Joël Godin Conservative Portneuf—Jacques-Cartier, QC

Madam Speaker, I would like my colleague from Salaberry—Suroît to know that we, Conservatives, will not argue with the Bloc Québécois.

I, too, love the French language. Several elements of Bill C-238 lead me to believe in a future for French in Canada.

In my colleague’s opinion, is this the most effective way to stop the decline of French in Quebec and across Canada?

An Act respecting the French languagePrivate Members' Business

May 9th, 2022 / 11 a.m.
See context

Bloc

Claude DeBellefeuille Bloc Salaberry—Suroît, QC

moved that BillC-238, An Act respecting the French language, be read the second time and referred to a committee.

Mr. Speaker, I would like to start by saying that I am challenging myself. On Friday, I participated in a Mental Health Week activity. I went to the open house event at Ancres et Ailes in Ormstown.

An anglophone participant come up to say hello, to thank me and to thank the Bloc Québécois for everything it is fighting for in Ottawa. He was aware of my bill on the French language; he even spoke to me about the bill we are discussing today, Bill C-238. I was very touched by his remarks and the fact that he clearly understands the fight for French in Quebec. He understands our assertiveness, which is accompanied by a real respect for anglophone communities. He also understands that French is threatened and that when French is protected, it is never at the expense of English.

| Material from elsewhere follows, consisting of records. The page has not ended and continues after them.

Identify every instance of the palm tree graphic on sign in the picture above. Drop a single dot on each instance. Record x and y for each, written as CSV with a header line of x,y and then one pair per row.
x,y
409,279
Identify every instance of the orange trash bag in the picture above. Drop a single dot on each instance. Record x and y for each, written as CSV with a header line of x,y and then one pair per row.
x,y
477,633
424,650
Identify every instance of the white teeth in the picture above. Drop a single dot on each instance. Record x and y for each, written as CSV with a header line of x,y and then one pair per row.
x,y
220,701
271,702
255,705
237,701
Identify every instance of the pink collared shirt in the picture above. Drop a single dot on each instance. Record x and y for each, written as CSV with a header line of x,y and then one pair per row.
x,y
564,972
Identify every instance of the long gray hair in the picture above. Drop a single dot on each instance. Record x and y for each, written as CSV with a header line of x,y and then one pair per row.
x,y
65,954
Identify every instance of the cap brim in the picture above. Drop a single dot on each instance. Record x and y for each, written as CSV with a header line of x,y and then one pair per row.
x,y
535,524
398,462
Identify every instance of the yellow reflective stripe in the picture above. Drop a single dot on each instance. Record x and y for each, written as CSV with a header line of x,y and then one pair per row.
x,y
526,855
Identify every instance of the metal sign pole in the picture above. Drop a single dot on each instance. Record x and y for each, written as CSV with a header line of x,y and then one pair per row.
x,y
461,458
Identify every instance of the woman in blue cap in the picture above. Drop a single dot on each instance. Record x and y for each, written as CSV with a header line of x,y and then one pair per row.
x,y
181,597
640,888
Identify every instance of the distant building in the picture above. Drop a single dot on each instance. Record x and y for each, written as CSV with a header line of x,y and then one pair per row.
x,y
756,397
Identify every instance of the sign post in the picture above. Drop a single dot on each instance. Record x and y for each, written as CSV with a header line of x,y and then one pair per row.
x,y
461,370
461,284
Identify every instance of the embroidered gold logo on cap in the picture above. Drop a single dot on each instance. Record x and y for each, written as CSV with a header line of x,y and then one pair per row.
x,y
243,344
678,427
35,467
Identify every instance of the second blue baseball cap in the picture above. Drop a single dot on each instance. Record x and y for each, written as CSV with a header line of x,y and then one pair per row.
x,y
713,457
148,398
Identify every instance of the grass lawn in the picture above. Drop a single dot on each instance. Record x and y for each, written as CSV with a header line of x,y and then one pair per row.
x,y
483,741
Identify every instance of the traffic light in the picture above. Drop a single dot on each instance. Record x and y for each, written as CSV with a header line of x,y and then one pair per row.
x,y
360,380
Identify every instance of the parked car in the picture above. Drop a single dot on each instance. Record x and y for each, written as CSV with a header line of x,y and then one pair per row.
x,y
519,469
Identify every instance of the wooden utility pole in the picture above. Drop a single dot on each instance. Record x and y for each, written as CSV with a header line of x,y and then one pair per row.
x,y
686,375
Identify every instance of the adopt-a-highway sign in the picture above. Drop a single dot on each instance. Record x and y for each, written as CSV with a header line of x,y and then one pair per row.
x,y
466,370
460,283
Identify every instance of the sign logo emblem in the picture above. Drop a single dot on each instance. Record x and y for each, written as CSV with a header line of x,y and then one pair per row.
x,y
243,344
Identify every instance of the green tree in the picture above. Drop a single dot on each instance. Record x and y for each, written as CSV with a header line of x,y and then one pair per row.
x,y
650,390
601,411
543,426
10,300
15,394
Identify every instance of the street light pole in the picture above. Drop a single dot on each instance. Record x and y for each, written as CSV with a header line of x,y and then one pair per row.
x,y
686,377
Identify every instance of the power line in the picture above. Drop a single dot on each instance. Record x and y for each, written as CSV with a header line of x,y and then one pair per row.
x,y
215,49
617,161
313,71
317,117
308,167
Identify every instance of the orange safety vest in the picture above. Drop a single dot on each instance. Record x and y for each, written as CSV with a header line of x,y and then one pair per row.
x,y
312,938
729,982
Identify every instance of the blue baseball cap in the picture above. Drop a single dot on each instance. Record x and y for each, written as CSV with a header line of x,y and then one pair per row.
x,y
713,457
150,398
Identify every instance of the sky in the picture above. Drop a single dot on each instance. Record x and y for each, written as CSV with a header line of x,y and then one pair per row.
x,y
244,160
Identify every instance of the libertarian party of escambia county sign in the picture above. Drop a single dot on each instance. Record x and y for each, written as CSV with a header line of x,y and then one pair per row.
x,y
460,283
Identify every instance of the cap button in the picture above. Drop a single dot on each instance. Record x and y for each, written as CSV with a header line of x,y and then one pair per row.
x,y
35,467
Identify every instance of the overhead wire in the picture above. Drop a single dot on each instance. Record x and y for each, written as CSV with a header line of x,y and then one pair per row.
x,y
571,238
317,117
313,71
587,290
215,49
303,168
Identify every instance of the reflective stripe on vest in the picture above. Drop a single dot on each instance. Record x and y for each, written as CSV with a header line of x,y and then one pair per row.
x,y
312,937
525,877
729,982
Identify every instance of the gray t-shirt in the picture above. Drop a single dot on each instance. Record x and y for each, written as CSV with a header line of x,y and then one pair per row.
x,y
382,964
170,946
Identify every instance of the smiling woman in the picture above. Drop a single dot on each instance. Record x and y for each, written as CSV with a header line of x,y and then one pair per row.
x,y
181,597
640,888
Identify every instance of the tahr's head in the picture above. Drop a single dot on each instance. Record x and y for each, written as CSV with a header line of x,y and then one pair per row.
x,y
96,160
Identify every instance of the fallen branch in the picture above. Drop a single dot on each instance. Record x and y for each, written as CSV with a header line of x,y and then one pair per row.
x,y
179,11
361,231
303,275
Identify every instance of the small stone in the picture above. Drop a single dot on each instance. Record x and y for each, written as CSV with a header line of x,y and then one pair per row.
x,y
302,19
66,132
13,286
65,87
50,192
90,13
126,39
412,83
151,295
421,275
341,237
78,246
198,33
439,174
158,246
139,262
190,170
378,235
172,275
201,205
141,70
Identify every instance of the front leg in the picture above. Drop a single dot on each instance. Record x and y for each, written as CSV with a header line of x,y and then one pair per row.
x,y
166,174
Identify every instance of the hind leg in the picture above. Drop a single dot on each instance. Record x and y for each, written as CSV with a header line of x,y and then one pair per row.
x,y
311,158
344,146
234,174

I know he is not the only anglophone who supports protecting French in Quebec. I am grateful to this individual who also told me that he enjoys listening to my speeches and gently pointed out that I gesticulate and move around too much while delivering them. He challenged me to dial it down a little, so today, for his sake, I am making an effort to restrain the way I express myself.

I would like to challenge my colleagues from other parties. I know that a language bill can elicit a lot of passionate debate. Nevertheless, I know that, here in the House, we are capable of speaking to and understanding one another, so I am reaching out to all my colleagues. I hope this debate will give us all an opportunity for reflection. I hope we will be able to move beyond the usual arguments.

I would hope that, if my colleagues are genuinely curious and open-minded about the language situation in Quebec, they will come to the same conclusion as the Bloc Québécois, the Government of Quebec and all members of the National Assembly: Bill 101 must apply to federally regulated businesses. That is why Quebec must have the authority to choose its host language. That is the purpose of Bill C‑238.

When I ask around, it is a given. The language of work in Quebec is French. It is not particularly revolutionary or controversial to say that, in Quebec, people work in French. The language of work is one of the cornerstones of Quebec's language policy. French in the workplace is the result of an intense struggle by the generation that came before me.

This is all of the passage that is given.